Radioeins-Moderatoren Wieprecht und Skuppin veröffentlichen Hör-Lexikon

© Die Berliner Literaturkritik, 02.04.13

Dieser Text erschien erstmals am 16. Oktober 2006 in diesem Literaturmagazin.

WIEPRECHT, VOLKER / SKUPPIN, ROBERT: Berliner populäre Irrtümer. Ein Hör-Lexikon. berlin edition. 70:09 Minuten, 14,90 €.

Von Sarah Bäumchen

Dieses Hör-Lexikon „Berliner populärer Irrtümer“ ist etwas für eingefleischte Fans von Volker und Robert, derer inzwischen nicht wenige auf Berliner Trottoirs lustwandeln.

Das Radiomoderatorengespann ist geschaffen für das Anekdotenhafte, und damit begeistern sie ihre Hörer bei radioeins. Allerdings ist es dem Radioformat zu danken, dass sie niemals eine Anekdote nach der anderen abfeuern, und dabei gleichzeitig einen Spannungsbogen halten müssen. Ihre Sendungen leben von einem Changieren zwischen Anekdoten und Kurzbemerkungen, aus denen sich teils bissige Kommentare, teils Albernheiten auf höchstem Niveau ergeben, die vor allem der besonderen Beziehung zwischen den beiden geschuldet sind. Ihre im Einzelnen große Fähigkeit zu politischem Journalismus lebt also vor allem von einem persönlichen Unterbau. Und das macht die beiden so unnachahmlich. Das Format, dem sie sich mit diesem Hörlexikon verschrieben haben, scheint auf den ersten Blick ihrer gemeinsamen Befähigung zu entsprechen.

Leider ist das de facto nicht der Fall. Die beiden, sonst oft auf der Schwelle zur spontanen Genialität, wirken in dieser Live-Situation zeitverzögert, gehemmt, mitunter fast gestellt.

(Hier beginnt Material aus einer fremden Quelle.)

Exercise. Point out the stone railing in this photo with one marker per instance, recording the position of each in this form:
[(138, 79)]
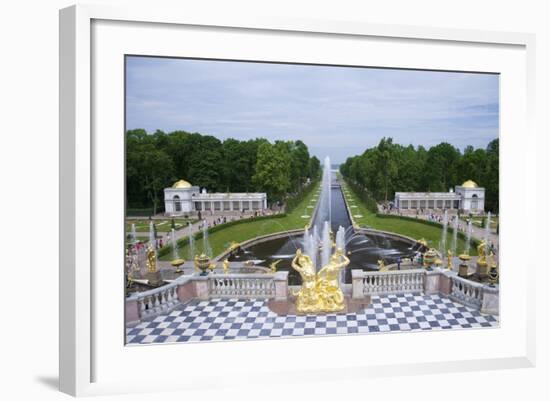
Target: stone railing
[(237, 285), (160, 300), (385, 283), (153, 302), (482, 297), (466, 292)]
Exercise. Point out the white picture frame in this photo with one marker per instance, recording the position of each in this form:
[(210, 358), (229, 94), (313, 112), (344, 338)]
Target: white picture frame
[(85, 329)]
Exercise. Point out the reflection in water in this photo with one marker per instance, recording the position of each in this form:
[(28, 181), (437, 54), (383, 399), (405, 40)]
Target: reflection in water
[(365, 250)]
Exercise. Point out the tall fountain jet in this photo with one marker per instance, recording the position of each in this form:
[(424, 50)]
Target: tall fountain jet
[(152, 239), (206, 249), (191, 242), (318, 248), (443, 242)]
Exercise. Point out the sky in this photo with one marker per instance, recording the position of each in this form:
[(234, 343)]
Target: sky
[(336, 111)]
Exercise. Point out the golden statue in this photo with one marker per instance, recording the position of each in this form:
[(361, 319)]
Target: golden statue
[(449, 259), (273, 266), (481, 249), (492, 262), (307, 298), (226, 266), (382, 266), (328, 283), (151, 260), (320, 291)]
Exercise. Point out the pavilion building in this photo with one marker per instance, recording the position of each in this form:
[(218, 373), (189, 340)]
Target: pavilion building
[(466, 198), (183, 198)]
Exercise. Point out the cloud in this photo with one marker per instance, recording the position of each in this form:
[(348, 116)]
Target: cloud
[(336, 111)]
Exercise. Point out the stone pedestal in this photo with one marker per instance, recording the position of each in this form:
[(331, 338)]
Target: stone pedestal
[(445, 283), (357, 284), (132, 312), (490, 302), (482, 269), (431, 284), (463, 270), (154, 278), (281, 285), (201, 287)]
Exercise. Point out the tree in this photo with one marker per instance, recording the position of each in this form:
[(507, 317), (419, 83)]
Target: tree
[(272, 173)]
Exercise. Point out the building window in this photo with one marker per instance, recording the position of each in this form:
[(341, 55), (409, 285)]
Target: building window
[(474, 202), (177, 203)]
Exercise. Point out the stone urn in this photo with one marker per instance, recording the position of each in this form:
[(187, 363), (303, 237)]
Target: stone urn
[(177, 263), (202, 263), (493, 274), (463, 266), (430, 257)]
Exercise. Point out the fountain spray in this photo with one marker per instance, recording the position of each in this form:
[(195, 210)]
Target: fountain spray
[(191, 242), (207, 250), (133, 234), (175, 254), (468, 237), (443, 242), (455, 234)]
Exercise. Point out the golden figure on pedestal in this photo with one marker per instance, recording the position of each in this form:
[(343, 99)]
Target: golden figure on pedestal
[(481, 252), (321, 290), (151, 260), (449, 259), (273, 266), (226, 266)]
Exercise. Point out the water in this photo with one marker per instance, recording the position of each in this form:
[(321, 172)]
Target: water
[(487, 234), (326, 244), (468, 237), (133, 234), (443, 242), (206, 248), (175, 254), (191, 242), (152, 239), (364, 251), (455, 235), (324, 212)]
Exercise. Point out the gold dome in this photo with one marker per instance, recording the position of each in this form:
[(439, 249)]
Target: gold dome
[(181, 184), (469, 184)]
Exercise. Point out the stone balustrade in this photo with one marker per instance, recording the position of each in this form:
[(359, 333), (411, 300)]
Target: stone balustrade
[(241, 286), (466, 292), (482, 297), (385, 283), (159, 300)]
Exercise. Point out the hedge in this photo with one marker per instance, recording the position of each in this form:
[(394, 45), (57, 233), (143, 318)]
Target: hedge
[(197, 236), (294, 201), (364, 195)]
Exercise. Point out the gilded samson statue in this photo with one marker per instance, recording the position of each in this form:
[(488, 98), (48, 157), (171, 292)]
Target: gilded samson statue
[(320, 292)]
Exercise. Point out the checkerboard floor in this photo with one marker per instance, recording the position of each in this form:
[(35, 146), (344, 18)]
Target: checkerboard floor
[(236, 319)]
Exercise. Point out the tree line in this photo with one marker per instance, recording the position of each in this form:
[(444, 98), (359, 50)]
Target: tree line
[(389, 167), (155, 161)]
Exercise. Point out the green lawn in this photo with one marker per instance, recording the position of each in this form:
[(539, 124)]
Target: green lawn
[(220, 240), (478, 220), (404, 227), (162, 225)]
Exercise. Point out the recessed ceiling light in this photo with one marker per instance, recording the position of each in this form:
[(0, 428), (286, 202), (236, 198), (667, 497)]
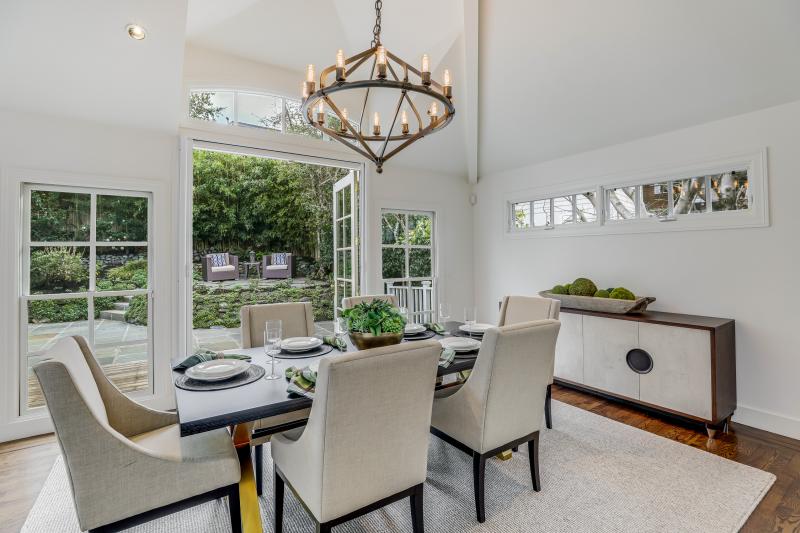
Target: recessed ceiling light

Man merkt, dass die beiden ein anderes Medium gewöhnt sind, und vor allem eine kürzere Zeitspanne für ihr Wirken. Sie sind, das wird deutlich, primär Meister der Kurzauftritte, und zwar im Schutz gebenden Radio - dort fühlen sie sich wie am Jungbrunnen. Aber hier, beim Livemitschnitt einer Lesung, wirken sie gelinde gesagt wie die Antithese einer Popliteratur. Sie hätten vielleicht lieber autobiographische Geschichten erzählt. Oder semi-autobiographische, ist ja völlig schnuppe, aber es wäre schön, den Sprachwitz der beiden aufblitzen zu sehen, und das belebende Changieren ihres Wechselspiels zu genießen. Stattdessen blitzsauber recherchierte Berliner Mythen. Eine nette Idee, vielleicht ein kleines bisschen bei der Arte-Sendung „Karambolage“ abgeguckt, aber okay. Größtes Manko allerdings: sie konnten sich nicht entscheiden. Die Entscheidung lag zwischen ernsthaftem Journalismus und Entertainment. Und der realisierte Mischmasch ist fern der gewohnten Brillanz.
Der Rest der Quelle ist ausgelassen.